Entry for the event (and champagne) was free. | Source: Courtesy Vikram Valluri
He bemoaned the cringeworthy AI mottos plastered all over the area’s billboards, tech’s appropriation of MAGA, and the millionaires who inject themselves with Chinese peptides and live without bed frames. Whatever culture is being created here is rotten, he said.
“The tech industry is the only Bay Area subculture to have never produced any of its own music,” he noted. “Instead, your contribution to global culture is software for churning out AI-generated crap. Your version of Jefferson Airplane or the Dead Kennedys or E-40 is, ‘We are Charlie Kirk (opens in new tab).’”
By the end of the 20-minute verbal sparring session, most in the audience were loudly cheering against the city they presumably live in.
In short, Solana got his ass kicked.
The rest of the debates were muted in comparison, but here were the results as judged by the audience. Should robots take our jobs? Yes. Should superbabies be allowed? No. Can AI have taste? No.
Despite the theme of utopia spurred by futuristic cities and technology, the event seemed to be an attempt to harken back to the past.

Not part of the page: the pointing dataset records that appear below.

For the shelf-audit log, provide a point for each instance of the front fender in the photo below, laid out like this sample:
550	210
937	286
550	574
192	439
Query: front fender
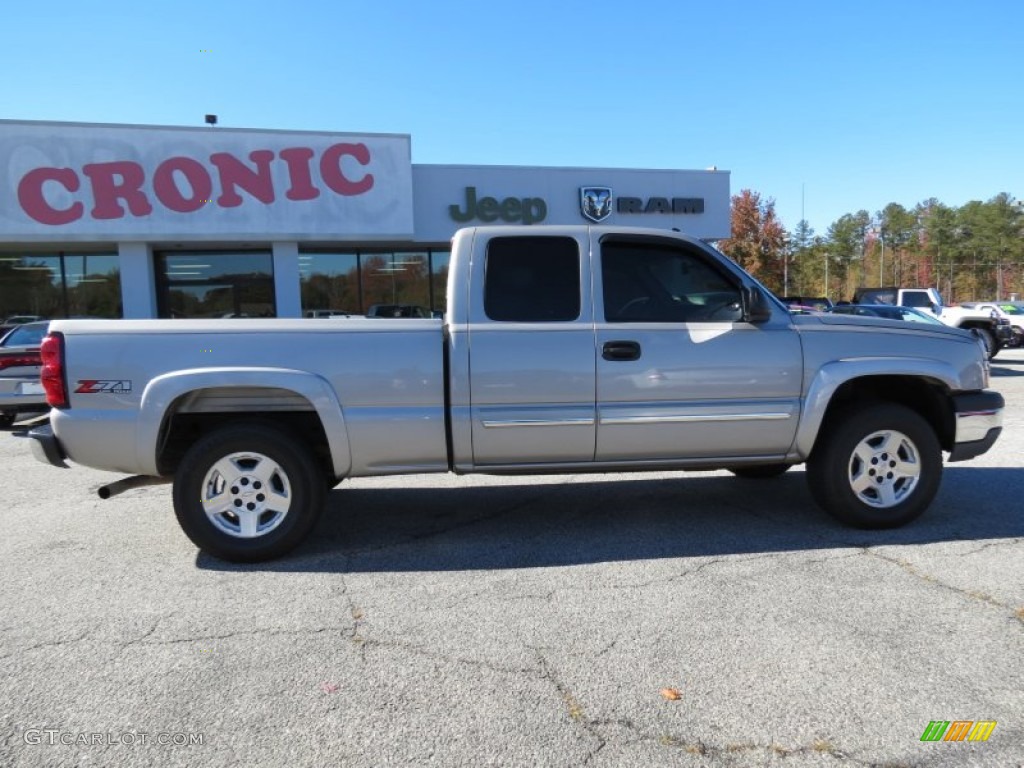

From the Frank Sinatra impersonator to the butlers pumping soap in the bathrooms and the red-hued venue itself, the affair was a relic of midcentury urbanity.
Substack, the company branded as “a new economic engine for culture,” was attempting to make two points at the same time: that today’s culture is both progressive and conservative — that the best is ahead of us, and also behind.
This is the tension Substack can’t help but confront: The software that makes the company possible pushes San Francisco — and the world — away from what it was. It exposes people to new media and demolishes their attentional capacity to read it. It makes people understand each other, and fight about it. It builds, while it gentrifies.
The city might be back, but it’s nothing like it used to be.